Conclusion: Not a very conclusive conclusion. This study brings more questions…

First, we can reproduce the results from Hüttner et al. using uniformly random correlation matrices: In general, there is no relation between minimum variance portfolios and centrality (blue distribution).

However, for real correlation matrices estimated from market returns (orange distribution), we can notice that the mean of the statistic is significantly above 1, and even stronger, there are no values below 1, confirming the remarks from empirical researchers: Markowitz / Minimum Variance Portfolios (MVPs) tend to invest in leaves of correlation networks. All the MVPs portfolios built from the real correlations overweight the assets located at the leaves of the networks. Why is the statistic distribution bimodal? Could it be because there are essentially two types of correlation matrices, and MVP behaviours? For example, stressed market periods vs. normal market periods. In stressed periods where correlation is high in general (approximately one factor), the correlation network would take a star topology (imagine one central asset and many leaves connected directly to this central asset). In this start toplogy configuration, the many leaves would receive an approximately equal allocation, and therefore the 20% least central assets wouldn’t overweight by much the 20% baseline. Whereas in normal conditions where more diverse factors of risk drive the assets, the correlation network topology would contain deeper and much less correlated leaves which would get much more allocation from the MVP and therefore overweighting by a wider magin the baseline of 20% allocation. This hypothesis has to be investigated further.

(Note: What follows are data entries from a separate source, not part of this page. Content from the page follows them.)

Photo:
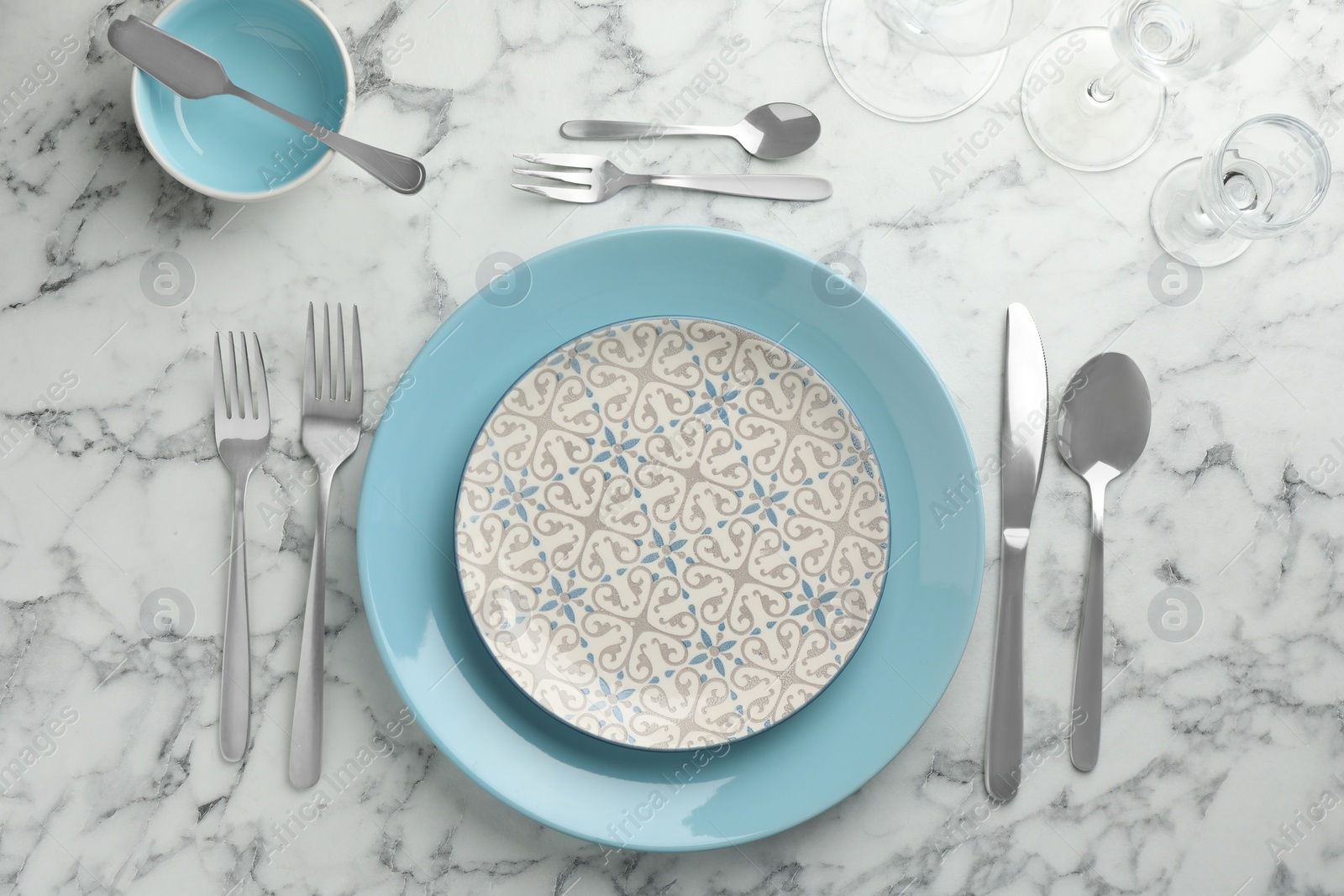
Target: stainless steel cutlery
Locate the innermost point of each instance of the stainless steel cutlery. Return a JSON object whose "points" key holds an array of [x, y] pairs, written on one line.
{"points": [[195, 76], [242, 432], [333, 402], [773, 130], [595, 177], [1104, 422], [1021, 448], [1102, 429], [333, 407]]}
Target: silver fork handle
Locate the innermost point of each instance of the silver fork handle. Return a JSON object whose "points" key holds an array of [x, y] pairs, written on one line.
{"points": [[235, 679], [306, 747], [1085, 741], [1003, 731], [790, 187], [588, 129], [400, 172]]}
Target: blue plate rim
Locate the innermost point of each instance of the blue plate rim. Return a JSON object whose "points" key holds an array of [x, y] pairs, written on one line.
{"points": [[978, 571]]}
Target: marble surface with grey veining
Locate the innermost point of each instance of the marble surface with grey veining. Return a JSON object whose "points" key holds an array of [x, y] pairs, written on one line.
{"points": [[1223, 752]]}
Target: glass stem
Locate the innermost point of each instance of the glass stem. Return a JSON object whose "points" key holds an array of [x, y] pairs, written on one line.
{"points": [[1104, 89]]}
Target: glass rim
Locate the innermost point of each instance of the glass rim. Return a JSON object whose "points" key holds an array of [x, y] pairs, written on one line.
{"points": [[1213, 172]]}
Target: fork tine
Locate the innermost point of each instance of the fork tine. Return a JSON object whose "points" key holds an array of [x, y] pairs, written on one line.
{"points": [[262, 398], [356, 359], [564, 194], [221, 403], [562, 159], [232, 382], [309, 360], [326, 382], [245, 383], [564, 176], [340, 364]]}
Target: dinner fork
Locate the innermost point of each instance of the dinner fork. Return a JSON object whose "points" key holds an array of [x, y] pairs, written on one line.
{"points": [[598, 179], [242, 432], [329, 436]]}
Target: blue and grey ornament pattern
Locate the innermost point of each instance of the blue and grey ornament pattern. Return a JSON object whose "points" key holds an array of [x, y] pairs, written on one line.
{"points": [[672, 533]]}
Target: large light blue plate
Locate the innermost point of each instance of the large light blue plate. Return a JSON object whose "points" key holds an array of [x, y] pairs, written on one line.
{"points": [[608, 793]]}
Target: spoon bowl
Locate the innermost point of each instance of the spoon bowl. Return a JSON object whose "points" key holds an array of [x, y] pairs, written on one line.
{"points": [[1105, 417], [777, 130], [773, 130], [1104, 423]]}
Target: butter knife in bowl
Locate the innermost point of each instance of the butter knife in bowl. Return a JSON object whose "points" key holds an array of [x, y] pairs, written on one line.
{"points": [[1021, 448]]}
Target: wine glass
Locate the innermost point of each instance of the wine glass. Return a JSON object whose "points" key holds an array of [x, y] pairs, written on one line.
{"points": [[1261, 181], [1095, 116], [924, 60]]}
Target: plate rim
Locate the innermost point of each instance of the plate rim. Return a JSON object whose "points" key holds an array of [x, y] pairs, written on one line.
{"points": [[978, 571]]}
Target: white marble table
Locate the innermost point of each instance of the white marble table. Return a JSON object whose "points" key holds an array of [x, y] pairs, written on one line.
{"points": [[109, 486]]}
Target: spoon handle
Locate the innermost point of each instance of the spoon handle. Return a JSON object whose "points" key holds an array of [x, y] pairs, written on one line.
{"points": [[401, 174], [1085, 741], [629, 129]]}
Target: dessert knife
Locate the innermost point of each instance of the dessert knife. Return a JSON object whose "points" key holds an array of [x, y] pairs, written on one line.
{"points": [[1021, 448]]}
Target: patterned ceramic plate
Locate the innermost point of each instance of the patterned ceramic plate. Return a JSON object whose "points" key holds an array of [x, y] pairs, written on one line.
{"points": [[660, 799], [672, 533]]}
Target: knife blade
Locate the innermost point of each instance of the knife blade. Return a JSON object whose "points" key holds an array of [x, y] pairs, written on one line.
{"points": [[1021, 450]]}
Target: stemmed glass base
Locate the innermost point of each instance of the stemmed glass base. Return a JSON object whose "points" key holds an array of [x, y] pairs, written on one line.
{"points": [[895, 80], [1074, 118], [1180, 224]]}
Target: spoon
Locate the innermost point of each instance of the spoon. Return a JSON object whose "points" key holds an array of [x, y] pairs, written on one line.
{"points": [[1104, 422], [774, 130], [192, 74]]}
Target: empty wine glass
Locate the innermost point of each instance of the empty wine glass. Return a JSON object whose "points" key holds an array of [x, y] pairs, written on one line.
{"points": [[1095, 116], [924, 60], [1261, 181]]}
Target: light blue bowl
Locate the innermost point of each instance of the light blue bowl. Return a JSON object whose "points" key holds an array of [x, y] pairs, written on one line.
{"points": [[282, 50]]}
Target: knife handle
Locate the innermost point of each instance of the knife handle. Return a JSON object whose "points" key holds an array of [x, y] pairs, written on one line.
{"points": [[1003, 731]]}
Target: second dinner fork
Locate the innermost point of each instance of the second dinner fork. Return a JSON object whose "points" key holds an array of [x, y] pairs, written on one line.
{"points": [[596, 177], [242, 432], [329, 436]]}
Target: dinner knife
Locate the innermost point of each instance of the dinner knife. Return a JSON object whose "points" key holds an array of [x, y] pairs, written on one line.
{"points": [[1021, 450]]}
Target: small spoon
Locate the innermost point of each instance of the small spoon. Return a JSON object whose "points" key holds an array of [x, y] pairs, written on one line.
{"points": [[192, 74], [1104, 422], [774, 130]]}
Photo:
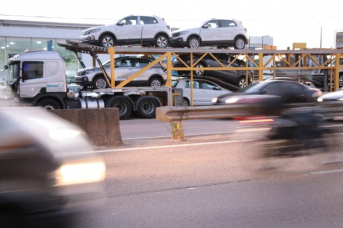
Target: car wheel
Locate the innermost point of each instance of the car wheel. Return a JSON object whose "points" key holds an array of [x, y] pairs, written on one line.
{"points": [[241, 82], [161, 41], [99, 82], [239, 43], [185, 102], [49, 104], [107, 41], [199, 72], [147, 108], [155, 82], [123, 104], [193, 42]]}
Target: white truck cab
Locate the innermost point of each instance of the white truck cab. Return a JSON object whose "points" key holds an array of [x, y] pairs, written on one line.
{"points": [[38, 71]]}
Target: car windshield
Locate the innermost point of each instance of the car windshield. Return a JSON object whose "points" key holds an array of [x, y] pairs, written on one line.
{"points": [[254, 87]]}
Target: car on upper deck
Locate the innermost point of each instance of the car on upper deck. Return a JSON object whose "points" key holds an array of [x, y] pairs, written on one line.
{"points": [[130, 30], [213, 32]]}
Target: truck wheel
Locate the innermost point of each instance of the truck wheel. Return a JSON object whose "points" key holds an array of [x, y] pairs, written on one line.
{"points": [[147, 108], [99, 82], [155, 82], [123, 104], [161, 41], [49, 104]]}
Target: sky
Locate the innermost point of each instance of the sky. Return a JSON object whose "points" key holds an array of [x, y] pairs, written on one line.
{"points": [[288, 21]]}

Concerning the correlation matrices generated by CorrGAN, they also show that, in practice, for realistic financial correlations, MVP and network-based portfolios tend to select the same assets. Only 5% of all the portfolios don’t overweight the 20% least central assets. But, otherwise, these 20% least central assets are even more overweighted than using the real empirical correlation matrices. We can see here that the GAN has not captured perfectly all the properties of the empirical matrices: The statistic derived to compare MVP and network-based portfolios doesn’t have a bimodal distribution when we use the synthetic matrices. Did the GAN failed to capture modes of the empirical distribution of financial correlation matrices? Correlations of stressed periods vs. normal periods? Need to investigate further using a cGAN fitting on stressed and normal periods. Any difference? Do we capture the bimodal distribution of this MVP centrality statistic?